|Breakfast with the family - I love coos!!|
|Benechin - Rice and veges/meat. A Ceremonial dish that everyone eats out of|
2. Pooping in a hole & using water to wipe. There are 3-things that always come up during Peace Corps Volunteer conversations - food (because we miss it), poop (because it's funny), and sex (because we miss it). Some people may not agree, but I LOVE squatting over a hole to relieve myself. It feels natural, everything flows & I now have amazing quads and squatting abilities. Also, no T.P= environmentally friendly solutions. I'd never would have guessed it is more pleasant, but the trees and my bottom are all singing for joy.
|A little peace corps humor. My bathroom in village.|
3. Going to the garden to get veggies for my meal. One good thing in working to build community gardens is my intimate connection to my food-source. I go to the garden & see fresh, organic, home-grown vegetables ready for me to pick and eat. Women hand me eggplant, lettuce, squash, okra & corn to cook my lunch everyday.
|Eggplant and Okra, fresh from the garden!|
4. Sense of security. I have never felt safer in my life, despite what people may think about living in Africa. I can walk in the bush without fear of anything - wild animals, mass murderers, getting lost, etc. If I'm traveling and it gets to be late, I know I can literally walk up to any village and will be housed, fed, and tended to without any expectations. It's the Gambian way of hospitality. I live in one of the most peaceful countries in the world - even safer than most cities in America - personal opinion, of course. "Peace Only" is the answer to most greetings and blessings in The Gambia.
|My newborn child, "Hawa Malick" (my sisters baby is also my baby)|
5. Babies, Babies, Everywhere! Statistically speaking, I believe there are between 5-7 living babies/children to every-one Gambian woman. Needless to say, I am handed a baby in every direction I turn. "Take my baby to the place where white-people are!" "Let me give you it, you can have it!" African babies are by far the cutest kids I've ever seen, and it has helped me to be comfortable holding them while they learn to walk, talk, work & play. I feel like I never saw or payed attention to under 5-year olds in America. Now, I hope to always be surrounded by their light and naivety.
6. Living in a mud-brick hut. My previous blog described the characteristics of how I am currently living. Simply, my hut is my sanctuary and realm of peace. I wish I could build one to live in while State-side.
7. Hand-washing my laundry. Taking a few hours each week, choosing a day to rid my clothes of Gambian elements, such as dirt, poop, boogers & other particles, is meditative and helps me to sow my life down. It's too easy to throw our clothes in a robot-machine that does my laundry for me. When I scrub my dirt out of my clothes, it is physically and mentally beneficial. I could go as far to say it is a spiritual-cleansing.
|Taking a morning to do my laundry|
8. Slow mornings and time for myself. I have never spent this much time for personal reflection and growth as I have here. I wake up slow, salute the sun, warm coffee on a charcoal burner, write in my dream journal and take time to read and write everyday. If I'm not busy, I'll stroll to the vegetable market and slow-roast a stew while listening to music. Our fast-paced lifestyles in America rarely cater this time for ourselves, always busy with work, others, etc. etc. etc.

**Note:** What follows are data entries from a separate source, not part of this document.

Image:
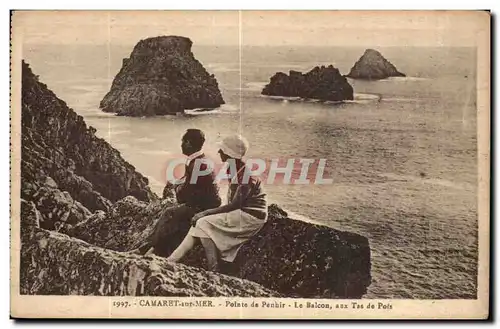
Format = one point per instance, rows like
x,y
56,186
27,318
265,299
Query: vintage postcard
x,y
250,164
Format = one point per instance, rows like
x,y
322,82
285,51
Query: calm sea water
x,y
402,156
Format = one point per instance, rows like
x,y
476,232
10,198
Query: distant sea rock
x,y
322,83
161,77
373,66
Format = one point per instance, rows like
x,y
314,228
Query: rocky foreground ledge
x,y
321,83
84,206
161,77
56,264
289,256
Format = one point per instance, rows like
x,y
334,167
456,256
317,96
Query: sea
x,y
402,156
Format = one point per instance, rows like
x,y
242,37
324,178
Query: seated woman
x,y
223,230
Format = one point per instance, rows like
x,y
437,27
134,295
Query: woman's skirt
x,y
228,231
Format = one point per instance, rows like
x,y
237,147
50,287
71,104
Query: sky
x,y
262,28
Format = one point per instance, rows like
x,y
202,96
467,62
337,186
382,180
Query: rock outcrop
x,y
322,83
56,264
83,206
70,181
161,77
59,151
373,66
289,256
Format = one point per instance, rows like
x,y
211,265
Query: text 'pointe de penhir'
x,y
373,66
83,206
321,83
162,76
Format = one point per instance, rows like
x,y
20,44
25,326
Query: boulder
x,y
322,83
161,77
373,66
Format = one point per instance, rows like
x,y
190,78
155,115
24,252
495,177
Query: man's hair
x,y
196,137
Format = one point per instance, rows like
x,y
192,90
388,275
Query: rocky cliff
x,y
76,229
161,77
66,170
323,83
373,66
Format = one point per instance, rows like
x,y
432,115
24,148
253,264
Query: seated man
x,y
193,197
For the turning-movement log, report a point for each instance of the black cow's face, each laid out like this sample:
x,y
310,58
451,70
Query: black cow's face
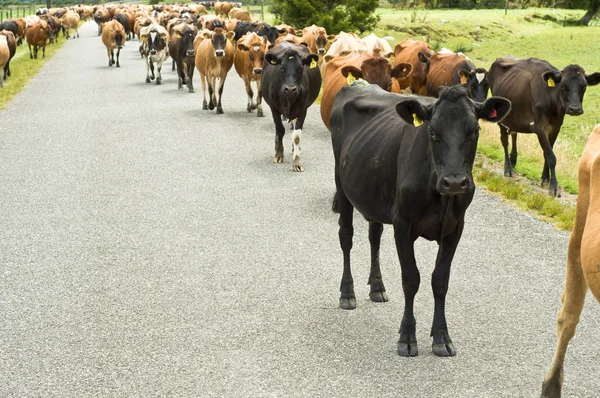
x,y
292,67
572,81
453,131
476,82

|My reading spot in my mom's cassava garden|
9. Lying under the stars with my family at the end of every single day. No electricity, electronics, lights or anything except genuine conversation, greetings from the neighbors, village gossip and even a beautiful silence. The children fall asleep under the stars. Babies stare at the moon in wonder. Adults brew a sugary green tea and stay up late chatting. I can not think of a more pure, familial engagement as peaceful as this. Oh how I wish this for a family of my own.
|We lie on these stone "bantabas" every night under the stars|
10. Gambian fashion. I have never looked as colorful and ridiculous as I have here. African sin can pull off any color and fashion and look amazing! Naturally beautiful people. Me, on the other hand, have been the ass-end of Gambian fashion since I arrived. Google 'West African clothing/fashion', and then imagine me dressed like that - it's funny I tell you! However, the more crazy I think I look, the more compliments and praises I get. The more designs, patterns and colors I can fit into one outfit, the better. Not to mention, I never have to shave, wear make-up, put on deodorant or match! I would never survive socially in America, although I still may not shave my legs and armpits. Rawr, baby!